Input: ([[0, 10, 500, 200, 100], [20, 30, 600, 0, 0]],)

Expected Output: 1400

Explanation: First record pays 800, second pays 600; total 1400 cents.

Input: ([],)

Expected Output: 0

Explanation: No records means zero total pay.

Input: ([[5, 15, 1000, 350, 0]],)

Expected Output: 1350

Explanation: Single record: 1000 + 350 + 0 = 1350.

Input: ([[0, 5, 0, 0, 0]],)

Expected Output: 0

Explanation: A record with all zero pay components contributes 0.

Input: ([[0, 5, 250, 75, 25], [6, 9, 250, 75, 25], [10, 12, 250, 75, 25]],)

Expected Output: 1050

Explanation: Each record pays 350; three records total 1050.

Hints

  1. The answer is just a running sum; no sorting or extra structures are needed.
  2. Each record contributes base_pay + tip + bonus, and bonus is already 0 when missing.
  3. Watch for an empty input list — the total should be 0.

Dasher Peak-Hour Pay (Pro-Rated)

You are given the same delivery records `[start_time, end_time, base_pay, tip, bonus]` plus a peak-hour window `[peak_start, peak_end)` (half-open, integer timestamps). A delivery **overlaps** the window if its interval `[start_time, end_time)` intersects `[peak_start, peak_end)`. For an overlapping delivery, pro-rate its pay by the fraction of the delivery's duration that falls inside the window: ``` record_pay = base_pay + tip + bonus overlap = max(0, min(end_time, peak_end) - max(start_time, peak_start)) duration = end_time - start_time contribution = record_pay * overlap / duration (integer floor) ``` Return the **total pro-rated pay** (in cents) attributable to the peak window. Use integer floor division so the result is a deterministic integer. **Data-quality note:** skip any record with `end_time <= start_time` (zero or negative duration) — it cannot be pro-rated. **Example** ``` records = [[0, 10, 800, 0, 0]], peak = [5, 10) overlap = 5, duration = 10 -> 800 * 5 // 10 = 400 ```

Constraints

  • 0 <= number of records <= 10^6
  • Timestamps are integers; the peak window [peak_start, peak_end) is half-open
  • 0 <= base_pay, tip, bonus (each fits in a 32-bit int)
  • Skip records with end_time <= start_time (zero/negative duration)
  • Use integer floor division for the pro-rated contribution

Examples

Input: ([[0, 10, 500, 200, 100]], 0, 10)

Expected Output: 800

Explanation: Delivery fully inside the window: full pay 500+200+100 = 800.

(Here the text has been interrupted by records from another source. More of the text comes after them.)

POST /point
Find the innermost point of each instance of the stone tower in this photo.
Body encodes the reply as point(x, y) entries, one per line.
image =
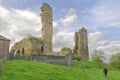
point(81, 44)
point(47, 28)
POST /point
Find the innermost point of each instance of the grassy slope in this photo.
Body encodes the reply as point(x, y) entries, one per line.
point(27, 70)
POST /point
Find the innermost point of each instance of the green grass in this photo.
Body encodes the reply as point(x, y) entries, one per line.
point(28, 70)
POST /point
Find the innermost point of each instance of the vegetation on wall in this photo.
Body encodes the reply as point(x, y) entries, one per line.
point(115, 61)
point(28, 70)
point(66, 49)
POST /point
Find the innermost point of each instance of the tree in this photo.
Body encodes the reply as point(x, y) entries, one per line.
point(115, 60)
point(66, 49)
point(98, 56)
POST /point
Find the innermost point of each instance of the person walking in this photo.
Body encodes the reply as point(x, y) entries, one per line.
point(105, 71)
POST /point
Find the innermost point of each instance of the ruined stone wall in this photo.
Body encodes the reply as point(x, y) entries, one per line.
point(47, 28)
point(81, 44)
point(4, 47)
point(53, 59)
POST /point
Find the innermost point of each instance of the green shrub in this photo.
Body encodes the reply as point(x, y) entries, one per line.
point(76, 57)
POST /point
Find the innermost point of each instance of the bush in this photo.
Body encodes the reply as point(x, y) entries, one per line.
point(76, 57)
point(115, 61)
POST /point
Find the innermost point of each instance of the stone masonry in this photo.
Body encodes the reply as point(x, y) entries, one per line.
point(4, 46)
point(81, 44)
point(47, 28)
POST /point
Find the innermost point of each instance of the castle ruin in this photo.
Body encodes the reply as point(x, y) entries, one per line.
point(47, 28)
point(81, 44)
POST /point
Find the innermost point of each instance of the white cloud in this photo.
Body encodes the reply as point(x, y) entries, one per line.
point(105, 14)
point(16, 24)
point(93, 38)
point(111, 48)
point(103, 42)
point(63, 39)
point(70, 17)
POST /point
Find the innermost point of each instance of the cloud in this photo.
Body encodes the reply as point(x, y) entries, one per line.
point(63, 39)
point(93, 38)
point(112, 48)
point(16, 24)
point(70, 17)
point(104, 14)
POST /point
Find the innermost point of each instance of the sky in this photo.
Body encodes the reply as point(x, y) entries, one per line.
point(101, 18)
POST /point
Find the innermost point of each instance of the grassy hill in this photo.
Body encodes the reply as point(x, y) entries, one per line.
point(28, 70)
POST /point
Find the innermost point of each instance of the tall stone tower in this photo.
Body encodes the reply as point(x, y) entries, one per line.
point(81, 44)
point(47, 28)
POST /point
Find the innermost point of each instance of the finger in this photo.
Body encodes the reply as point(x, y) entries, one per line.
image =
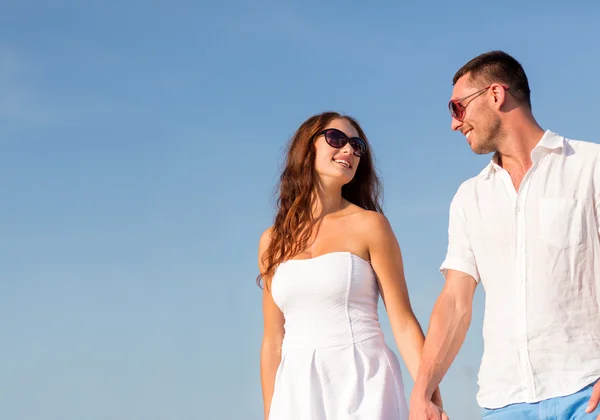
point(594, 398)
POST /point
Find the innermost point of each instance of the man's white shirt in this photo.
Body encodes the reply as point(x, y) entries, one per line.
point(537, 254)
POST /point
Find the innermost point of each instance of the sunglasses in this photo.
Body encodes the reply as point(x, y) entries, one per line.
point(458, 110)
point(337, 139)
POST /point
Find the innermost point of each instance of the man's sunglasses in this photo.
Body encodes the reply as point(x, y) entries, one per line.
point(337, 139)
point(458, 110)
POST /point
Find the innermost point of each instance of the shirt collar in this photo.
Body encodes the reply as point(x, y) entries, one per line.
point(549, 143)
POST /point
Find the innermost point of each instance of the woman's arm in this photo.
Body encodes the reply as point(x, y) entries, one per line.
point(270, 355)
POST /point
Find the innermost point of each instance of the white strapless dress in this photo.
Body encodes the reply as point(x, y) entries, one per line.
point(335, 364)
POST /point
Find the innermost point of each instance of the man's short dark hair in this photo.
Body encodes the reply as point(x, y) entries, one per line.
point(498, 67)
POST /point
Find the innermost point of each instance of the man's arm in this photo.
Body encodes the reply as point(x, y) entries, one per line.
point(451, 314)
point(448, 327)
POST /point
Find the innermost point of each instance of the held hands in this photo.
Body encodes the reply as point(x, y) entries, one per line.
point(424, 409)
point(593, 399)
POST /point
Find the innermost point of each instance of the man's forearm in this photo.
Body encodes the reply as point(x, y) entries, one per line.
point(447, 330)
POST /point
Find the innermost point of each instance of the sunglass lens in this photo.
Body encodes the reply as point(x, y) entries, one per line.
point(456, 111)
point(359, 146)
point(336, 138)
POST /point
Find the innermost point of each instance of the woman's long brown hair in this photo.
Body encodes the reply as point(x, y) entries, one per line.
point(294, 222)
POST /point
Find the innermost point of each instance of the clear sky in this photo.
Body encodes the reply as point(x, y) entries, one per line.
point(141, 142)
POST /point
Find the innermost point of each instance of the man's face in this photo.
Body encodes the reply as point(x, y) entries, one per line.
point(480, 123)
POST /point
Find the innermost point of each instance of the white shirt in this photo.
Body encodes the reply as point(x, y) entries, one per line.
point(537, 253)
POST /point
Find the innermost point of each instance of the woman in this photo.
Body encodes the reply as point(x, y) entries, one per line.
point(323, 263)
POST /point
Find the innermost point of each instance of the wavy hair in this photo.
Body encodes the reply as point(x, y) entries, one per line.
point(294, 221)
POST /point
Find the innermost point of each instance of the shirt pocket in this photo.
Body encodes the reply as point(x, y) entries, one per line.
point(562, 222)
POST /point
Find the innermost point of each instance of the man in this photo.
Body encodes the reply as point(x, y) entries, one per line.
point(527, 227)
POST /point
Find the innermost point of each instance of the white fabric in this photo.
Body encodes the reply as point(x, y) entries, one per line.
point(537, 253)
point(335, 363)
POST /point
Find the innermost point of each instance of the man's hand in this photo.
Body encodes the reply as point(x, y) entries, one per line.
point(594, 399)
point(422, 409)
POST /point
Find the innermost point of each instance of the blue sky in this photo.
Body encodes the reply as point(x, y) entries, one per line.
point(140, 147)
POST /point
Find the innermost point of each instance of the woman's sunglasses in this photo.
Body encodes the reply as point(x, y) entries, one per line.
point(337, 139)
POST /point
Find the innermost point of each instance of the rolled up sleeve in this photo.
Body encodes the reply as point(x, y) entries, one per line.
point(459, 255)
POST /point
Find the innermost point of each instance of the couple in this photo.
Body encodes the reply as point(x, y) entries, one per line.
point(527, 227)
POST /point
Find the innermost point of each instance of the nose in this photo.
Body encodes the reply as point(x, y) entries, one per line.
point(455, 124)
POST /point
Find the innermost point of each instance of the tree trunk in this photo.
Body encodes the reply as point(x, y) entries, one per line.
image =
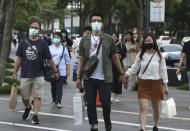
point(6, 38)
point(140, 21)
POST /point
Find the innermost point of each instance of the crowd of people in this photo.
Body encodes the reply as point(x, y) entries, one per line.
point(119, 65)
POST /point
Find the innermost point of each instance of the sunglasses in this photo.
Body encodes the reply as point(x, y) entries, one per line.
point(34, 27)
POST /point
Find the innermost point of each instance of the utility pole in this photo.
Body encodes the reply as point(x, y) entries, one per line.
point(147, 15)
point(71, 19)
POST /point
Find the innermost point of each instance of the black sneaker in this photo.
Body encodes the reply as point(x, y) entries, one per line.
point(155, 128)
point(94, 127)
point(35, 119)
point(26, 114)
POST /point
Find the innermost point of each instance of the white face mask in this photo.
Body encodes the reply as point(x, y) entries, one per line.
point(96, 26)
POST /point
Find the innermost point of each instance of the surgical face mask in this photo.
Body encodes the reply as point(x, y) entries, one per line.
point(64, 34)
point(56, 40)
point(148, 46)
point(33, 32)
point(96, 26)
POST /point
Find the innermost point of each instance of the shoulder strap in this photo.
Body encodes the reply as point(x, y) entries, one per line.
point(36, 53)
point(99, 45)
point(62, 54)
point(148, 63)
point(28, 43)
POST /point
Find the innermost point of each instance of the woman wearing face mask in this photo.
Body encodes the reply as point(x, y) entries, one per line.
point(62, 60)
point(66, 41)
point(128, 61)
point(151, 76)
point(116, 84)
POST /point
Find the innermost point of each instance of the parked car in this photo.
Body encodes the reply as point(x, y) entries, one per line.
point(185, 39)
point(162, 40)
point(171, 53)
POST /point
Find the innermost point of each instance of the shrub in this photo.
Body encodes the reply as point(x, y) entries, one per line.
point(9, 66)
point(183, 87)
point(7, 89)
point(10, 81)
point(10, 60)
point(8, 73)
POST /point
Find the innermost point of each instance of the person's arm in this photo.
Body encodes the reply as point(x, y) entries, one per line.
point(17, 66)
point(67, 61)
point(51, 62)
point(164, 76)
point(117, 62)
point(183, 55)
point(79, 75)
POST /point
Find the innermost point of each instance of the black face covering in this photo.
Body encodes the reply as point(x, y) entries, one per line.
point(148, 46)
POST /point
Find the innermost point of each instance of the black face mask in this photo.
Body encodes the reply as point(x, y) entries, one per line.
point(148, 46)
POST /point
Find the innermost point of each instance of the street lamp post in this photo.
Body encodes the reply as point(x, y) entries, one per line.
point(50, 11)
point(147, 15)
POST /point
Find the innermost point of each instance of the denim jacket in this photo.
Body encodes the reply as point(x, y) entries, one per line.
point(108, 49)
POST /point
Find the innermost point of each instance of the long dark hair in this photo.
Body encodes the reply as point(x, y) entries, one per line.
point(155, 46)
point(132, 39)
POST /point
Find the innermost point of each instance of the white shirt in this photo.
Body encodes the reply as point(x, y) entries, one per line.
point(56, 53)
point(98, 73)
point(156, 70)
point(76, 44)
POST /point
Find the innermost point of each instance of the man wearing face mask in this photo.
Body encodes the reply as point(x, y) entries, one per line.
point(66, 41)
point(101, 78)
point(32, 75)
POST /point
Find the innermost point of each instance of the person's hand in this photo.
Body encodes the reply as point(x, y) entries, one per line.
point(14, 76)
point(68, 72)
point(166, 91)
point(56, 75)
point(122, 78)
point(78, 84)
point(178, 71)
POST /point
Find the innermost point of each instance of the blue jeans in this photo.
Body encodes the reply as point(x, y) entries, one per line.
point(91, 86)
point(59, 88)
point(188, 78)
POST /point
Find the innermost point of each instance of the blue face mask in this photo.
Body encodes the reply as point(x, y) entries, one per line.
point(33, 32)
point(96, 26)
point(64, 34)
point(56, 40)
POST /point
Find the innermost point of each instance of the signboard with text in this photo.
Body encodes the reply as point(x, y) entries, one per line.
point(157, 11)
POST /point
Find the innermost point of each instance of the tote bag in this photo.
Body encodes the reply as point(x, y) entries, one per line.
point(168, 108)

Input: ([[0, 10, 800, 0, 0]], 5, 15)

Expected Output: 400

Explanation: Overlap is [5,10) = 5 of a 10-unit delivery: 800 * 5 // 10 = 400.

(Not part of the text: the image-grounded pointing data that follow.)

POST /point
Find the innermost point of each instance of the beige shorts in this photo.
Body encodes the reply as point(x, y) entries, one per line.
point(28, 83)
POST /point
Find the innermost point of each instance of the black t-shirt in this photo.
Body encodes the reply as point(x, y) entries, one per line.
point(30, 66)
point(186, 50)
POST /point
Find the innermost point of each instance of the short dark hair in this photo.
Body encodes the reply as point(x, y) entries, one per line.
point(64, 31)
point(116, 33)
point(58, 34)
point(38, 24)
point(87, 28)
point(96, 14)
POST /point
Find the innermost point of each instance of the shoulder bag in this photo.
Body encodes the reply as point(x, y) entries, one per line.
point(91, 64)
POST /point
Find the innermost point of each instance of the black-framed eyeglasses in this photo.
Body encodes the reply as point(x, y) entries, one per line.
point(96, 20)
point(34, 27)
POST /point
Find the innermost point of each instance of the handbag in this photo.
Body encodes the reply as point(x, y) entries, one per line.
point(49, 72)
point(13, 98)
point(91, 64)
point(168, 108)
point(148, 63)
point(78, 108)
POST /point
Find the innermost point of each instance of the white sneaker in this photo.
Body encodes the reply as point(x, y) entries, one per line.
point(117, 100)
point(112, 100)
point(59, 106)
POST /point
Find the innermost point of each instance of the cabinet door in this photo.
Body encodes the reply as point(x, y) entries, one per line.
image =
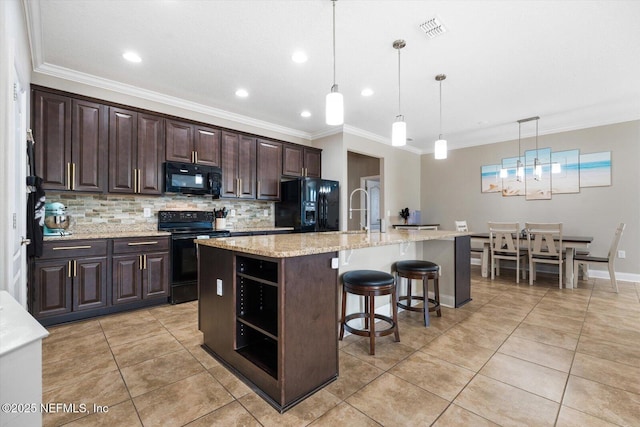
point(126, 277)
point(150, 153)
point(313, 163)
point(51, 288)
point(89, 146)
point(52, 131)
point(155, 275)
point(179, 141)
point(292, 160)
point(206, 144)
point(230, 149)
point(247, 167)
point(90, 283)
point(268, 169)
point(123, 131)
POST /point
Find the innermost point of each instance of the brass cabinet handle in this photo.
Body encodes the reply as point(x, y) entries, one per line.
point(135, 180)
point(68, 248)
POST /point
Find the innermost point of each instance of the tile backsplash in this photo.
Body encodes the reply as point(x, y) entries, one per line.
point(92, 212)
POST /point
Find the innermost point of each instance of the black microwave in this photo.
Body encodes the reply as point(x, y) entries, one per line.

Input: ([[0, 10, 1000, 0, 0]], 20, 30)

Expected Output: 0

Explanation: No overlap with the peak window, so it contributes nothing.

Input: ([], 0, 100)

Expected Output: 0

Explanation: No records means zero peak pay.

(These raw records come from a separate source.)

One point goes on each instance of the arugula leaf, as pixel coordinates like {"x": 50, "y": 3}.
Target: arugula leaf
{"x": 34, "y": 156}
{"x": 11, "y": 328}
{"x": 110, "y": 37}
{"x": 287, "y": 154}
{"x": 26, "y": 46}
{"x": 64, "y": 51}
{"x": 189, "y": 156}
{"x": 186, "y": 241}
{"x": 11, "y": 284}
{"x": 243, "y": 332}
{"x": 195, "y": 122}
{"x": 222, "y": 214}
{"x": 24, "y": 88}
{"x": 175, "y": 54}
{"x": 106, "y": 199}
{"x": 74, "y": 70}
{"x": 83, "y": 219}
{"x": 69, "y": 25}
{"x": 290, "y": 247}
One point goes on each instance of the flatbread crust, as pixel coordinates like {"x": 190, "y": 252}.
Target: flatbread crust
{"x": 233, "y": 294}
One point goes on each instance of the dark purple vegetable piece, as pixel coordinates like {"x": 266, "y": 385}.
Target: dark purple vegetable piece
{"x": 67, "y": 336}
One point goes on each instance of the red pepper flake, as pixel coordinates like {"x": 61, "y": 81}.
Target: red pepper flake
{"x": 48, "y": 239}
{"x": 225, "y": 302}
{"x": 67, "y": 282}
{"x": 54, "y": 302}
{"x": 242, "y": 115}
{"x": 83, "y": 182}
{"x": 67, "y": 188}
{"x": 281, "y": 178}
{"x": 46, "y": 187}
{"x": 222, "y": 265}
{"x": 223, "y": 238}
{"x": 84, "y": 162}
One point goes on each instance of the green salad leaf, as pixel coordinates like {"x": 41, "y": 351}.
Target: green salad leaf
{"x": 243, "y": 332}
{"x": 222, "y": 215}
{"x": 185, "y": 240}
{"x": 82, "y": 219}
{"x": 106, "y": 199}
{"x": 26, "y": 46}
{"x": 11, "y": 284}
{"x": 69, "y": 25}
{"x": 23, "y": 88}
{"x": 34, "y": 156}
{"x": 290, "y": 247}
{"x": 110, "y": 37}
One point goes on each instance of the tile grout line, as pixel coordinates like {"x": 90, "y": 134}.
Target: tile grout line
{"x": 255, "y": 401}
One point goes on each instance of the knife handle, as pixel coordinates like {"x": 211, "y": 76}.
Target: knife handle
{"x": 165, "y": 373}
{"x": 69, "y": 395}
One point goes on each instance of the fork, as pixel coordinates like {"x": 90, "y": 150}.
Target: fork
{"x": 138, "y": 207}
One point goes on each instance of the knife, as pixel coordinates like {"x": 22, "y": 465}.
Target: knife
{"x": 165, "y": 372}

Input: ([[0, 20, 1000, 0, 0], [10, 30, 600, 0, 0]], 5, 25)

Expected Output: 1200

Explanation: First: overlap 15/20 -> 1000*15//20 = 750. Second: overlap 15/20 -> 600*15//20 = 450. Total 1200.

Input: ([[5, 5, 1000, 0, 0]], 0, 10)

Expected Output: 0

Explanation: Zero-duration record (end == start) is skipped.

Input: ([[10, 5, 1000, 0, 0]], 0, 20)

Expected Output: 0

Explanation: Invalid record with end_time < start_time is skipped.

Input: ([[0, 3, 1000, 0, 0]], 1, 2)

Expected Output: 333

Explanation: Overlap 1 of duration 3: 1000 * 1 // 3 = 333 (floor).

Hints

  1. Overlap of two intervals is max(0, min(end, peak_end) - max(start, peak_start)).
  2. A delivery fully inside the window contributes its entire pay; a delivery fully outside contributes 0.
  3. Pro-rate with record_pay * overlap // duration. Floor division keeps the answer an integer and consistent across languages.
  4. Guard against duration <= 0 (end_time <= start_time) before dividing — those records are invalid and should be skipped.